Fotoreise in den Tessin - Verzasca-Tal

Schon kurz nach der Ankunft am Freitag Nachmittag im Familienhotel Campagna in Frasco war klar: Auf unserer Fotoreise in den Tessin wurde an alles gedacht! Im eigenen Besprechungsraum, welcher uns vom Hotel zur Verfügung gestellt wurde, lag schon alles bereit. Wochenend-Programm, Notfall-Karte und die Zimmerschlüssel wurden verteilt, danach gab es eine Einführung durch unseren „Tour-Guide“ Gregory. Nach dem Zimmerbeziehen stand schon der erste Programmpunkt an. Wir gingen das erste Mal ans Wasser.

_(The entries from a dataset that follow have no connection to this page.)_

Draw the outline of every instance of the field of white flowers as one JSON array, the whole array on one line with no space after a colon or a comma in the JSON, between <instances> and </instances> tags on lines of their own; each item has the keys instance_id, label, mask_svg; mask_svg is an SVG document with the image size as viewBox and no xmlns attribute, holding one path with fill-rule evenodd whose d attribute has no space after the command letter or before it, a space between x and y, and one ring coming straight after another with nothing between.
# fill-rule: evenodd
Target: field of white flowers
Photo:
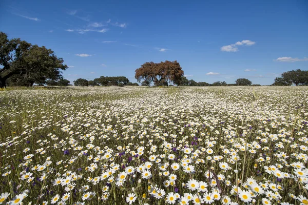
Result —
<instances>
[{"instance_id":1,"label":"field of white flowers","mask_svg":"<svg viewBox=\"0 0 308 205\"><path fill-rule=\"evenodd\" d=\"M307 204L305 87L0 91L0 204Z\"/></svg>"}]
</instances>

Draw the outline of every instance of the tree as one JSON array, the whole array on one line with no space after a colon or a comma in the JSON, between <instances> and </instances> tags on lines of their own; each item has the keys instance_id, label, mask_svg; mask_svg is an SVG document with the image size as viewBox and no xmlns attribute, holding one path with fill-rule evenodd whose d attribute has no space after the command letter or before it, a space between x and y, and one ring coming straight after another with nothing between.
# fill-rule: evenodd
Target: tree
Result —
<instances>
[{"instance_id":1,"label":"tree","mask_svg":"<svg viewBox=\"0 0 308 205\"><path fill-rule=\"evenodd\" d=\"M181 77L181 83L180 83L180 86L188 86L189 81L185 76Z\"/></svg>"},{"instance_id":2,"label":"tree","mask_svg":"<svg viewBox=\"0 0 308 205\"><path fill-rule=\"evenodd\" d=\"M208 84L206 82L199 82L198 83L198 86L209 86L210 84Z\"/></svg>"},{"instance_id":3,"label":"tree","mask_svg":"<svg viewBox=\"0 0 308 205\"><path fill-rule=\"evenodd\" d=\"M239 86L251 86L252 81L246 78L238 78L235 83Z\"/></svg>"},{"instance_id":4,"label":"tree","mask_svg":"<svg viewBox=\"0 0 308 205\"><path fill-rule=\"evenodd\" d=\"M216 82L214 82L213 84L211 84L211 86L226 86L227 85L227 83L224 81L217 81Z\"/></svg>"},{"instance_id":5,"label":"tree","mask_svg":"<svg viewBox=\"0 0 308 205\"><path fill-rule=\"evenodd\" d=\"M193 79L188 81L188 86L198 86L198 83Z\"/></svg>"},{"instance_id":6,"label":"tree","mask_svg":"<svg viewBox=\"0 0 308 205\"><path fill-rule=\"evenodd\" d=\"M69 80L66 79L60 79L57 82L57 84L58 86L68 86L70 83Z\"/></svg>"},{"instance_id":7,"label":"tree","mask_svg":"<svg viewBox=\"0 0 308 205\"><path fill-rule=\"evenodd\" d=\"M43 85L48 79L57 80L62 77L61 70L68 68L63 62L50 49L19 38L9 40L6 34L0 32L0 88L6 87L11 77L12 82L30 86Z\"/></svg>"},{"instance_id":8,"label":"tree","mask_svg":"<svg viewBox=\"0 0 308 205\"><path fill-rule=\"evenodd\" d=\"M99 85L107 86L108 85L108 80L104 76L101 76L98 78L95 78L94 81Z\"/></svg>"},{"instance_id":9,"label":"tree","mask_svg":"<svg viewBox=\"0 0 308 205\"><path fill-rule=\"evenodd\" d=\"M135 78L138 82L147 80L156 86L167 85L168 83L180 85L184 72L176 60L155 63L146 62L135 71Z\"/></svg>"},{"instance_id":10,"label":"tree","mask_svg":"<svg viewBox=\"0 0 308 205\"><path fill-rule=\"evenodd\" d=\"M141 83L141 86L150 86L151 83L148 80L144 80Z\"/></svg>"},{"instance_id":11,"label":"tree","mask_svg":"<svg viewBox=\"0 0 308 205\"><path fill-rule=\"evenodd\" d=\"M128 82L126 85L130 86L139 86L139 84L138 84L138 83L132 83L131 82Z\"/></svg>"},{"instance_id":12,"label":"tree","mask_svg":"<svg viewBox=\"0 0 308 205\"><path fill-rule=\"evenodd\" d=\"M291 80L287 81L283 77L276 77L275 81L272 85L275 86L290 86L292 85Z\"/></svg>"},{"instance_id":13,"label":"tree","mask_svg":"<svg viewBox=\"0 0 308 205\"><path fill-rule=\"evenodd\" d=\"M281 77L283 78L281 80L286 83L291 81L296 86L308 85L308 71L302 71L300 69L292 70L282 73Z\"/></svg>"},{"instance_id":14,"label":"tree","mask_svg":"<svg viewBox=\"0 0 308 205\"><path fill-rule=\"evenodd\" d=\"M48 86L57 86L57 82L53 80L48 80L46 81L46 84Z\"/></svg>"},{"instance_id":15,"label":"tree","mask_svg":"<svg viewBox=\"0 0 308 205\"><path fill-rule=\"evenodd\" d=\"M88 86L88 80L83 78L78 78L74 81L75 86Z\"/></svg>"},{"instance_id":16,"label":"tree","mask_svg":"<svg viewBox=\"0 0 308 205\"><path fill-rule=\"evenodd\" d=\"M89 80L88 81L88 85L89 86L98 86L96 81L94 80Z\"/></svg>"}]
</instances>

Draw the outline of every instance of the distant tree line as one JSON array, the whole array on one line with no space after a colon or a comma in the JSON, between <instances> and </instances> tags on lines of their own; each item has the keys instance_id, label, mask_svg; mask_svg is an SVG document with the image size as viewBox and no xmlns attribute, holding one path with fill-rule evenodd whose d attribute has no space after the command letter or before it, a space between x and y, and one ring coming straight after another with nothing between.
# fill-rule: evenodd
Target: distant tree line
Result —
<instances>
[{"instance_id":1,"label":"distant tree line","mask_svg":"<svg viewBox=\"0 0 308 205\"><path fill-rule=\"evenodd\" d=\"M272 86L290 86L292 85L308 86L308 71L292 70L282 73L281 77L276 77Z\"/></svg>"},{"instance_id":2,"label":"distant tree line","mask_svg":"<svg viewBox=\"0 0 308 205\"><path fill-rule=\"evenodd\" d=\"M44 85L48 80L63 79L61 71L68 68L63 63L50 49L20 38L9 39L0 32L0 88Z\"/></svg>"},{"instance_id":3,"label":"distant tree line","mask_svg":"<svg viewBox=\"0 0 308 205\"><path fill-rule=\"evenodd\" d=\"M118 86L120 87L124 86L139 86L137 83L132 83L130 82L129 80L124 76L105 77L104 76L95 78L93 80L87 80L86 79L78 78L74 81L74 85L75 86Z\"/></svg>"},{"instance_id":4,"label":"distant tree line","mask_svg":"<svg viewBox=\"0 0 308 205\"><path fill-rule=\"evenodd\" d=\"M228 84L225 81L217 81L210 84L206 82L196 82L193 79L188 80L186 77L181 77L180 86L260 86L252 85L252 81L246 78L239 78L235 84Z\"/></svg>"},{"instance_id":5,"label":"distant tree line","mask_svg":"<svg viewBox=\"0 0 308 205\"><path fill-rule=\"evenodd\" d=\"M67 86L70 81L64 79L62 71L68 67L62 58L44 46L32 45L20 38L9 39L0 32L0 88L9 86ZM146 62L135 70L135 78L142 86L259 86L252 85L246 78L239 78L235 84L216 81L213 84L188 80L184 76L177 61ZM92 80L79 78L73 81L76 86L139 86L125 76L101 76ZM300 69L283 73L276 77L272 86L308 86L308 71Z\"/></svg>"}]
</instances>

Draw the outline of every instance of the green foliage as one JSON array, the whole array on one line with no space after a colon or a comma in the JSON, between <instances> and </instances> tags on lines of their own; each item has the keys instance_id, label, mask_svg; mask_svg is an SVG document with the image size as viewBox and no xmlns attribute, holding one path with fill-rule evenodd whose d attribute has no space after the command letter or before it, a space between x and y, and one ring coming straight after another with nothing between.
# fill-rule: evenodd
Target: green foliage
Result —
<instances>
[{"instance_id":1,"label":"green foliage","mask_svg":"<svg viewBox=\"0 0 308 205\"><path fill-rule=\"evenodd\" d=\"M9 40L0 32L0 88L11 85L44 85L47 79L62 78L61 70L68 67L50 49L32 45L19 38Z\"/></svg>"},{"instance_id":2,"label":"green foliage","mask_svg":"<svg viewBox=\"0 0 308 205\"><path fill-rule=\"evenodd\" d=\"M292 85L291 80L286 80L283 77L276 77L275 78L275 81L272 85L276 86L290 86Z\"/></svg>"},{"instance_id":3,"label":"green foliage","mask_svg":"<svg viewBox=\"0 0 308 205\"><path fill-rule=\"evenodd\" d=\"M283 73L281 74L281 78L282 79L277 79L277 84L283 84L282 81L283 81L285 82L285 84L287 85L291 82L296 86L308 86L308 71L302 71L300 69L292 70Z\"/></svg>"},{"instance_id":4,"label":"green foliage","mask_svg":"<svg viewBox=\"0 0 308 205\"><path fill-rule=\"evenodd\" d=\"M252 81L247 78L238 78L235 80L235 83L239 86L251 86Z\"/></svg>"},{"instance_id":5,"label":"green foliage","mask_svg":"<svg viewBox=\"0 0 308 205\"><path fill-rule=\"evenodd\" d=\"M227 86L227 83L224 81L217 81L216 82L214 82L211 84L210 86Z\"/></svg>"},{"instance_id":6,"label":"green foliage","mask_svg":"<svg viewBox=\"0 0 308 205\"><path fill-rule=\"evenodd\" d=\"M58 86L69 86L70 81L66 79L60 79L57 83Z\"/></svg>"},{"instance_id":7,"label":"green foliage","mask_svg":"<svg viewBox=\"0 0 308 205\"><path fill-rule=\"evenodd\" d=\"M75 86L88 86L89 82L85 79L78 78L74 81Z\"/></svg>"}]
</instances>

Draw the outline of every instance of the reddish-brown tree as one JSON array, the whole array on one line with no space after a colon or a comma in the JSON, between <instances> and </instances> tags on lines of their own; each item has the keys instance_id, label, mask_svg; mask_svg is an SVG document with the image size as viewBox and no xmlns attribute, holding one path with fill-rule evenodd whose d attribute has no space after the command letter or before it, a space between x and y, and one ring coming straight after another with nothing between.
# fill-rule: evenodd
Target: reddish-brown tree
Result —
<instances>
[{"instance_id":1,"label":"reddish-brown tree","mask_svg":"<svg viewBox=\"0 0 308 205\"><path fill-rule=\"evenodd\" d=\"M180 85L183 75L184 71L176 60L146 62L135 71L135 78L138 82L146 80L153 82L157 86L167 85L168 83Z\"/></svg>"}]
</instances>

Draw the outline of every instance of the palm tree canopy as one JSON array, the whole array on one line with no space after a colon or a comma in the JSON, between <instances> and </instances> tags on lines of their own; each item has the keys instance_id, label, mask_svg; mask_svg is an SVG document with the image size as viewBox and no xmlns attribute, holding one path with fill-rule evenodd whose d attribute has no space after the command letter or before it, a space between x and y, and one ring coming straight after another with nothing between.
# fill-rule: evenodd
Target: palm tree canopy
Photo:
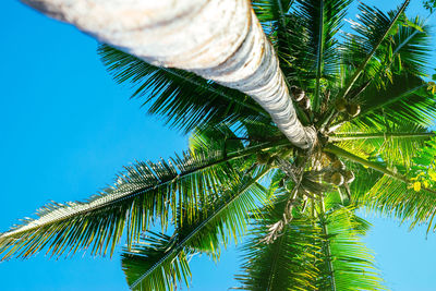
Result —
<instances>
[{"instance_id":1,"label":"palm tree canopy","mask_svg":"<svg viewBox=\"0 0 436 291\"><path fill-rule=\"evenodd\" d=\"M218 258L221 246L249 234L241 289L384 289L360 241L370 226L355 209L435 229L431 38L425 21L405 16L409 1L388 13L361 3L343 29L351 2L252 3L295 114L316 132L304 149L238 86L101 45L114 80L189 133L190 149L126 167L88 201L45 206L0 235L3 259L41 250L113 254L125 234L131 288L165 290L189 284L194 254Z\"/></svg>"}]
</instances>

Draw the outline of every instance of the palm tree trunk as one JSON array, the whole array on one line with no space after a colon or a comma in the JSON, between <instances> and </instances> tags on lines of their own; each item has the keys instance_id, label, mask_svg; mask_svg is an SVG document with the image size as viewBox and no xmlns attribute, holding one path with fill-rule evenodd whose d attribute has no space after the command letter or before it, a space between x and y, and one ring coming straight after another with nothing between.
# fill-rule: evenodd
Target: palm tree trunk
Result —
<instances>
[{"instance_id":1,"label":"palm tree trunk","mask_svg":"<svg viewBox=\"0 0 436 291\"><path fill-rule=\"evenodd\" d=\"M295 146L298 120L279 62L249 0L21 0L148 63L194 72L253 97Z\"/></svg>"},{"instance_id":2,"label":"palm tree trunk","mask_svg":"<svg viewBox=\"0 0 436 291\"><path fill-rule=\"evenodd\" d=\"M344 141L355 141L355 140L373 140L373 138L428 138L435 136L434 132L377 132L377 133L339 133L329 136L329 142L344 142Z\"/></svg>"}]
</instances>

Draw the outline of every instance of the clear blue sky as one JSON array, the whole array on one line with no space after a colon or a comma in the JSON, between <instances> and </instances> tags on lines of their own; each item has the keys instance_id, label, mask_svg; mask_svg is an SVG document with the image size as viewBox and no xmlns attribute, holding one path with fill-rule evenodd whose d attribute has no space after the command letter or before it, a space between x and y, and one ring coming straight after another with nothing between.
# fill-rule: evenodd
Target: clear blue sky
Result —
<instances>
[{"instance_id":1,"label":"clear blue sky","mask_svg":"<svg viewBox=\"0 0 436 291\"><path fill-rule=\"evenodd\" d=\"M399 1L367 1L392 7ZM379 2L383 2L380 4ZM417 11L412 0L410 14ZM135 159L168 157L185 137L144 114L129 88L116 85L95 52L96 41L17 3L4 1L0 19L0 231L50 199L83 199L110 184ZM424 13L424 12L422 12ZM434 23L434 21L433 21ZM436 62L435 68L436 68ZM435 234L425 228L374 219L365 241L392 290L436 290ZM235 286L233 247L215 265L194 258L193 290ZM0 290L128 290L119 257L0 264Z\"/></svg>"}]
</instances>

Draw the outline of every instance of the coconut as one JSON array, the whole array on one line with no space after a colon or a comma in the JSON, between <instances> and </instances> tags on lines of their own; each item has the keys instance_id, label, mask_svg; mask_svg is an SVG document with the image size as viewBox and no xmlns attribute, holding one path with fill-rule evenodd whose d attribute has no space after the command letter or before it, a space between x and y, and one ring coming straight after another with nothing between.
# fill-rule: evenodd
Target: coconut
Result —
<instances>
[{"instance_id":1,"label":"coconut","mask_svg":"<svg viewBox=\"0 0 436 291\"><path fill-rule=\"evenodd\" d=\"M329 183L329 184L331 184L331 172L326 172L324 175L323 175L323 181L324 182L326 182L326 183Z\"/></svg>"},{"instance_id":2,"label":"coconut","mask_svg":"<svg viewBox=\"0 0 436 291\"><path fill-rule=\"evenodd\" d=\"M336 172L331 175L331 184L340 186L343 184L343 175L340 172Z\"/></svg>"},{"instance_id":3,"label":"coconut","mask_svg":"<svg viewBox=\"0 0 436 291\"><path fill-rule=\"evenodd\" d=\"M302 88L299 88L296 86L292 86L291 87L291 93L292 93L292 97L295 101L301 101L303 100L305 93Z\"/></svg>"},{"instance_id":4,"label":"coconut","mask_svg":"<svg viewBox=\"0 0 436 291\"><path fill-rule=\"evenodd\" d=\"M349 113L351 117L356 117L361 112L361 106L356 104L350 104L347 106L347 113Z\"/></svg>"},{"instance_id":5,"label":"coconut","mask_svg":"<svg viewBox=\"0 0 436 291\"><path fill-rule=\"evenodd\" d=\"M347 184L350 184L351 182L354 181L354 173L352 171L350 171L350 170L346 171L344 175L346 175L344 178L346 178Z\"/></svg>"},{"instance_id":6,"label":"coconut","mask_svg":"<svg viewBox=\"0 0 436 291\"><path fill-rule=\"evenodd\" d=\"M336 110L338 110L339 112L347 111L347 105L348 105L348 102L343 98L340 98L340 99L336 100L336 102L335 102Z\"/></svg>"}]
</instances>

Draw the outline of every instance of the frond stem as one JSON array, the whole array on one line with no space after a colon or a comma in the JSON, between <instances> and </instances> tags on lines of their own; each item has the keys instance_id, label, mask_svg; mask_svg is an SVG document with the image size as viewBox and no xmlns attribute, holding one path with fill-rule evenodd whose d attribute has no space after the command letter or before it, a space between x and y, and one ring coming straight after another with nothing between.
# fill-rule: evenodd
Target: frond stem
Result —
<instances>
[{"instance_id":1,"label":"frond stem","mask_svg":"<svg viewBox=\"0 0 436 291\"><path fill-rule=\"evenodd\" d=\"M372 140L372 138L417 138L436 136L434 132L410 133L410 132L386 132L386 133L355 133L355 134L335 134L329 136L329 142L344 142L354 140Z\"/></svg>"},{"instance_id":2,"label":"frond stem","mask_svg":"<svg viewBox=\"0 0 436 291\"><path fill-rule=\"evenodd\" d=\"M228 201L226 201L222 205L220 205L218 208L216 208L215 211L210 214L205 220L203 220L195 229L193 229L190 233L186 234L186 237L183 238L175 246L173 246L168 253L166 253L156 264L154 264L146 272L144 272L140 278L137 278L131 286L130 289L134 289L141 281L146 278L148 275L150 275L156 268L160 266L166 259L168 259L170 256L175 254L177 252L181 251L184 245L198 232L201 231L207 223L209 223L214 218L216 218L226 207L228 207L232 202L234 202L239 196L241 196L250 186L252 186L254 183L256 183L262 177L264 177L268 171L270 170L270 167L266 167L263 169L255 178L252 178L250 182L247 182L235 195L230 197Z\"/></svg>"},{"instance_id":3,"label":"frond stem","mask_svg":"<svg viewBox=\"0 0 436 291\"><path fill-rule=\"evenodd\" d=\"M318 46L317 46L317 60L316 60L316 86L315 96L313 100L313 111L317 112L319 109L319 87L320 76L323 73L323 51L324 51L324 0L319 3L319 31L318 31Z\"/></svg>"},{"instance_id":4,"label":"frond stem","mask_svg":"<svg viewBox=\"0 0 436 291\"><path fill-rule=\"evenodd\" d=\"M389 177L391 177L391 178L393 178L393 179L396 179L396 180L398 180L400 182L403 182L407 185L411 184L411 181L407 177L404 177L404 175L402 175L400 173L396 173L396 172L393 172L393 171L391 171L391 170L389 170L389 169L387 169L387 168L385 168L385 167L383 167L383 166L380 166L380 165L378 165L378 163L376 163L374 161L370 161L370 160L363 159L361 157L358 157L358 156L351 154L350 151L344 150L343 148L340 148L340 147L337 147L335 145L329 144L324 148L324 150L328 151L328 153L331 153L331 154L335 154L337 156L343 157L343 158L349 159L351 161L361 163L362 166L368 167L371 169L374 169L374 170L376 170L378 172L382 172L382 173L384 173L386 175L389 175ZM434 191L432 189L423 187L423 190L436 195L436 191Z\"/></svg>"}]
</instances>

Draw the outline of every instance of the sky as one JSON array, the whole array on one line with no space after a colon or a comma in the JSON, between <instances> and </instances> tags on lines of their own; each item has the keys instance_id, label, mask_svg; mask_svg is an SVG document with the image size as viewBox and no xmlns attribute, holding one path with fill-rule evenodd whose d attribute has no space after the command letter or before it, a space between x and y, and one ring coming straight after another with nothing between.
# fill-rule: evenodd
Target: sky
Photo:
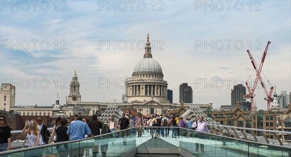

Die einen fotografierten schon, die anderen liessen sich eine Schnellbleiche im Umgang mit Graufiltern und langen Verschlusszeiten verpassen. Nach rund zwei Stunden Fotografie und unserer ersten Live-Schaltung für unsere Facebook-Freunde, gingen wir zurück ins Hotel. Kurz frisch gemacht, zog es die einen ziemlich schnell zum Apéro. Andere kamen etwas später, doch zum verdienten und leckeren Drei-Gänger waren alle wieder versammelt. Gemeinsam liessen wir den Tag gemütlich ausklingen.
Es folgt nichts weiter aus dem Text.